SINCE moving from 8.30 p.m. to 6 a.m., Radio 2's Sunday Half
Hour has secured more than double its previous number of
listeners, the station reported last week.
About 480,000 people now tune into the programme, a compilation
of choral music, hymns, and prayers, compared with 204,000 at the
later time.
"It's really exceeded our hopes," the Controller of Radio 2, Bob
Shennan, said on Thursday of last week. "But we always wanted to
put the programme into a bigger and more prominent slot, and we're
really pleased that the audience has taken to it so well."
The rescheduling, announced in January, prompted protests from
listeners (News,
11 January). Leigh Hatts, the author of London's 100 Best
Churches, said that it was an- other example of the BBC's
sidelining of religion. Mr Shennan argued at the time that the 6-9
a.m. slot was "peak listening time", with more than double the
number of listeners than on Sunday evenings (
Letters, 1 February).
He said that the team had "really agonised" over the
decision. "But I think we have now created a programme from which
we can build." He announced that a Christmas edition was planned,
in celebration of the carol: "I honestly don't believe we would
have thought of doing that before."
Sunday Half Hour peaked in 2000, with 500,000
listeners, but by 2012 this had more than halved, despite the
station's achieving a dramatic increase in its audience.

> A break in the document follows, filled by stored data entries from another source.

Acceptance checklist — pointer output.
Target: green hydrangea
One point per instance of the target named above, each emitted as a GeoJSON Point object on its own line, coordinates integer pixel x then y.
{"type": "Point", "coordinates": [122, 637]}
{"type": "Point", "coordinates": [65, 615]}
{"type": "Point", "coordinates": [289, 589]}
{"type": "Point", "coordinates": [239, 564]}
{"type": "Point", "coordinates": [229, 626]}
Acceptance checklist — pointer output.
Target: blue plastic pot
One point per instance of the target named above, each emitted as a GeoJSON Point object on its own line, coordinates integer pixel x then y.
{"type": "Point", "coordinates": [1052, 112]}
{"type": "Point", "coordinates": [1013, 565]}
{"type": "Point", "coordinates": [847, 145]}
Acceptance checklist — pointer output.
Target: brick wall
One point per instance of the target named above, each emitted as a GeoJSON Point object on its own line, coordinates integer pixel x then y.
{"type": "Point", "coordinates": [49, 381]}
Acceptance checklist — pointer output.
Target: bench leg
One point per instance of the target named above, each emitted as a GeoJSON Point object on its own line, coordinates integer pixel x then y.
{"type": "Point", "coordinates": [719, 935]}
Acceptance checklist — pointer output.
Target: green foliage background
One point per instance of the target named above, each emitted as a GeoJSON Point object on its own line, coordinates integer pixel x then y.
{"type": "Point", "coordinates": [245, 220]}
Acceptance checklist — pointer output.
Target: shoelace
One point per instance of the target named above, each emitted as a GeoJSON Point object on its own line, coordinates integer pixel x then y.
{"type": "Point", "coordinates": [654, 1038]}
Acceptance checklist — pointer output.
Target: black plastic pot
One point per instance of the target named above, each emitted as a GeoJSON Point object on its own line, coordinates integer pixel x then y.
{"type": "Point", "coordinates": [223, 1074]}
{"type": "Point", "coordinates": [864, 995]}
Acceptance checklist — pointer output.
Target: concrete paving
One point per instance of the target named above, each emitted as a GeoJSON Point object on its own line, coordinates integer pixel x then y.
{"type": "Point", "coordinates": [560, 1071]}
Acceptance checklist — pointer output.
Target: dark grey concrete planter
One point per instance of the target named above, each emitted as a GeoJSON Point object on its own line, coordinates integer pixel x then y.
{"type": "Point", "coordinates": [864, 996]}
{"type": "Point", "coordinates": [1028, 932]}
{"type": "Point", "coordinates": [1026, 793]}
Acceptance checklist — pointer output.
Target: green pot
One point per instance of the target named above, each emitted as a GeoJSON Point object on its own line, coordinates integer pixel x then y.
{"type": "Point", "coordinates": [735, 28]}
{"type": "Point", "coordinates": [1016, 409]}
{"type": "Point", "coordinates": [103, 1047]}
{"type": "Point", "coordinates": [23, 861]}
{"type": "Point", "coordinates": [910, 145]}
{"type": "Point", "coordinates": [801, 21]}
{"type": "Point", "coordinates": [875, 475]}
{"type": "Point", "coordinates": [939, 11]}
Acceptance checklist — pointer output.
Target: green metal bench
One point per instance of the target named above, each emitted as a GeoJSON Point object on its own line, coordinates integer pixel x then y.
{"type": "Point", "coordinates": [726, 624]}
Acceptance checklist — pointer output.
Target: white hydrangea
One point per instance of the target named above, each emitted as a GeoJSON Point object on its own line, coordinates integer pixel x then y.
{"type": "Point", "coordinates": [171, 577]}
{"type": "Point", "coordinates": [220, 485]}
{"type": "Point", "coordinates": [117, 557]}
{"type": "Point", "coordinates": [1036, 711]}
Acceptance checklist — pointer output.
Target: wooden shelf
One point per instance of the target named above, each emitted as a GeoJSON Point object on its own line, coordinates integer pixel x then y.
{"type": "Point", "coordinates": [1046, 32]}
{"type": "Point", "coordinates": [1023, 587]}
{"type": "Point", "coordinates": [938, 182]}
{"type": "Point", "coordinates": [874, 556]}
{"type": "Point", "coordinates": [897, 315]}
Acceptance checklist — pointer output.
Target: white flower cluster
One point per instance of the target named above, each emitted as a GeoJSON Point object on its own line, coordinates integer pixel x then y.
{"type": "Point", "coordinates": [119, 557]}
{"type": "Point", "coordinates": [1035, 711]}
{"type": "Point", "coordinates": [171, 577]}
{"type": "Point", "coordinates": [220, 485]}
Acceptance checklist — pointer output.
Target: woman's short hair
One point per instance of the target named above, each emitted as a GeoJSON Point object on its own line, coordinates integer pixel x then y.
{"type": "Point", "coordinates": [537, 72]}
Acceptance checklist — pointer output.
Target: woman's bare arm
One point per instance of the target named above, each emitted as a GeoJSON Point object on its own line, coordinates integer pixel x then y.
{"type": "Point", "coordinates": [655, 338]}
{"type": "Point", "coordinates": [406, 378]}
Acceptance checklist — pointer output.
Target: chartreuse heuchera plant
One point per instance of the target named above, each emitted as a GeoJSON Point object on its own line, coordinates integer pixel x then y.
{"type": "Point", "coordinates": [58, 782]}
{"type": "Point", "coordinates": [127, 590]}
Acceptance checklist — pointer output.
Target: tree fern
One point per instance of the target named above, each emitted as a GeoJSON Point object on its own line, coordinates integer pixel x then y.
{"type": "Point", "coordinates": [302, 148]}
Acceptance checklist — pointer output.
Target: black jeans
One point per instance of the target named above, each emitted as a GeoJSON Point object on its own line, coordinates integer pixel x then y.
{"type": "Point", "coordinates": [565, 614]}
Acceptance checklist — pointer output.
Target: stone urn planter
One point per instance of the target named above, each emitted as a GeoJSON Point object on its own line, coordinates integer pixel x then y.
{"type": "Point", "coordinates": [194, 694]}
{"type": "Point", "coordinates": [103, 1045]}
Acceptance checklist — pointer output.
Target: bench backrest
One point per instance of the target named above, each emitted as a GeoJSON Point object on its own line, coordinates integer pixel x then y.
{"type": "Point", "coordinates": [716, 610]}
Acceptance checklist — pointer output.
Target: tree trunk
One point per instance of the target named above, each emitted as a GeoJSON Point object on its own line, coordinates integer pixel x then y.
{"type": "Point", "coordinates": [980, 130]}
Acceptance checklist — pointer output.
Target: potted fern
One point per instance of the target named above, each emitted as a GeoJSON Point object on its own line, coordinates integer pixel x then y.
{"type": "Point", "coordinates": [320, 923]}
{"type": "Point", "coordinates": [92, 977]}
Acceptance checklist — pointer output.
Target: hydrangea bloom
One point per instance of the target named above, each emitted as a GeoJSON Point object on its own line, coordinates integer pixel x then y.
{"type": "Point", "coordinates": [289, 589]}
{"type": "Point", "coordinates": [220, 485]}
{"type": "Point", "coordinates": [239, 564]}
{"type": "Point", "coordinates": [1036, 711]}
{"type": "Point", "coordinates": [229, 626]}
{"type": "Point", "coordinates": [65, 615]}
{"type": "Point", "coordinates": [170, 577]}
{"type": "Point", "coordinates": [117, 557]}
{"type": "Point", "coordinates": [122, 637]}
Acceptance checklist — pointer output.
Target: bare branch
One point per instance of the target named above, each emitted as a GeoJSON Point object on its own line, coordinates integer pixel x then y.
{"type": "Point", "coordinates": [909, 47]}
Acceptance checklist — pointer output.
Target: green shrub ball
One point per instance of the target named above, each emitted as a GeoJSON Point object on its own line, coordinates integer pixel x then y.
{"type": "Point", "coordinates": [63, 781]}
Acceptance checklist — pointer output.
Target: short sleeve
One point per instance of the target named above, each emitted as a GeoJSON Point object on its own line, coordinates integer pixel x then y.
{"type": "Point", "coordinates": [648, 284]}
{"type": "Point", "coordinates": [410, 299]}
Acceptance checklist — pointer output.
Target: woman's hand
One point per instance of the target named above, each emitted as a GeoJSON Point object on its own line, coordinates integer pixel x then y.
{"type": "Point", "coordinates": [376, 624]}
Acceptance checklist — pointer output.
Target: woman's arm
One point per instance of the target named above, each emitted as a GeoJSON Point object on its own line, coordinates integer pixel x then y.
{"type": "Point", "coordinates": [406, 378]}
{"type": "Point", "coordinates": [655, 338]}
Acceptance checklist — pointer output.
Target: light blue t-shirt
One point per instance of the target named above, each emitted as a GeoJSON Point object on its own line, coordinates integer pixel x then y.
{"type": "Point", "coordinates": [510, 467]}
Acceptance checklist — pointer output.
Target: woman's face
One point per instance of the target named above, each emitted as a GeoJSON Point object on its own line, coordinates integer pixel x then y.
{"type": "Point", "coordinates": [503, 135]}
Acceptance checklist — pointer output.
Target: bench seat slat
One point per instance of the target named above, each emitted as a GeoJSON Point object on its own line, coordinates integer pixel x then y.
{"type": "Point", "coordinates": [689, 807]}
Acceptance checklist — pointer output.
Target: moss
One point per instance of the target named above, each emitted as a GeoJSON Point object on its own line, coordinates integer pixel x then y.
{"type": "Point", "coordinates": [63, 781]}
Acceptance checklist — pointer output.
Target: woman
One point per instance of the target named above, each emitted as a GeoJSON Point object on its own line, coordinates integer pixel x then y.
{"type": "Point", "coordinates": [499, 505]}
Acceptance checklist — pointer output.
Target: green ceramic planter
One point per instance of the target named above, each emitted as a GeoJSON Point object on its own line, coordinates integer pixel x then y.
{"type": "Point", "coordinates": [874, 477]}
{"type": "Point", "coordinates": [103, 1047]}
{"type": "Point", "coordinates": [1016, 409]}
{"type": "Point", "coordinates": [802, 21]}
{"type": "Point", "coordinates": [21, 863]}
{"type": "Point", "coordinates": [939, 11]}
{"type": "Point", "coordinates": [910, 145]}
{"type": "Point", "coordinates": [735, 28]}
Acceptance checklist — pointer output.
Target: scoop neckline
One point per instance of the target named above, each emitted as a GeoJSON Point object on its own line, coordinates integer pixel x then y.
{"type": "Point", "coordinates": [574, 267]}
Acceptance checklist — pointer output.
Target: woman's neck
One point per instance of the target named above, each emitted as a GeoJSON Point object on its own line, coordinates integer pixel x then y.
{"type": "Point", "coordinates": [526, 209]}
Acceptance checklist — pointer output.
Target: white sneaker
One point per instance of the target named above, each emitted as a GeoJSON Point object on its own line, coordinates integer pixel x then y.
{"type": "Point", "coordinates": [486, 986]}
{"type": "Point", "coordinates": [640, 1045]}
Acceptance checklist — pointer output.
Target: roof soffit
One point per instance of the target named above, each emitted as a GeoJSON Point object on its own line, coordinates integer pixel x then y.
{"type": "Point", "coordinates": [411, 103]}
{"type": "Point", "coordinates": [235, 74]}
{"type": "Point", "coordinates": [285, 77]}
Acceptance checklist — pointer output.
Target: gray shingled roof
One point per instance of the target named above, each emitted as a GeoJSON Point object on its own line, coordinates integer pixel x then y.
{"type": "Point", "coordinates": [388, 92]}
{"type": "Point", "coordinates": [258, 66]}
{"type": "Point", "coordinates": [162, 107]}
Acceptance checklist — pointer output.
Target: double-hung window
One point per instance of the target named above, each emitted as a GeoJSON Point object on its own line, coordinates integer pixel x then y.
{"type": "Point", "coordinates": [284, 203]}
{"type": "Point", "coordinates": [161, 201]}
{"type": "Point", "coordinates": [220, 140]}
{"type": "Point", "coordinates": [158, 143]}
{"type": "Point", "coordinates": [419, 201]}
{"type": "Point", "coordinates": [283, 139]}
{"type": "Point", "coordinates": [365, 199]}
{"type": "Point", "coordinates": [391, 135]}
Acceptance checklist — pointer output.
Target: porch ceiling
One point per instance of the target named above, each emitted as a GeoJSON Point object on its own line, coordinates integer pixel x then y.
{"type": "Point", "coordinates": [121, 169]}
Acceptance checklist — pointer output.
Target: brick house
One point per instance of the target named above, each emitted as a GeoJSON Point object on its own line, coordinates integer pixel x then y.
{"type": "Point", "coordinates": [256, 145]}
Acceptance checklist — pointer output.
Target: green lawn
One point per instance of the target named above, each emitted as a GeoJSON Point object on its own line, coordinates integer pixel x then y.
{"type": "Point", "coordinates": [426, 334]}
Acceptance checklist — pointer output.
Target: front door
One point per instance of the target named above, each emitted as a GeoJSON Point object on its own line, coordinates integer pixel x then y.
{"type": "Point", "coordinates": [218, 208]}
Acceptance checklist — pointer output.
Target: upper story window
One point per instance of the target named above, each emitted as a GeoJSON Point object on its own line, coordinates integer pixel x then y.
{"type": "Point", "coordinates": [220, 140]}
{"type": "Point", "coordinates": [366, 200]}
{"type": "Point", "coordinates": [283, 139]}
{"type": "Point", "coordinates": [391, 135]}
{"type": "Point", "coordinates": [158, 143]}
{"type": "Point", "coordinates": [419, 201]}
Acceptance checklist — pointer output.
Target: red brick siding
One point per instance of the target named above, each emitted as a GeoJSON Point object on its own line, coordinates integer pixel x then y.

Of the current audience of the programme, 43 per cent are over
65, a similar proportion to previously.
"What is really good is, because the audience is so much bigger,
we have got an awful lot more older listeners," Mr Shennan
said.
The station's Good Morning Sunday has also increased
its audience, to 2.3 million.
"We are reaching the best part of three million people every
morning on Radio 2," said Mr Shennan. "It's really exciting."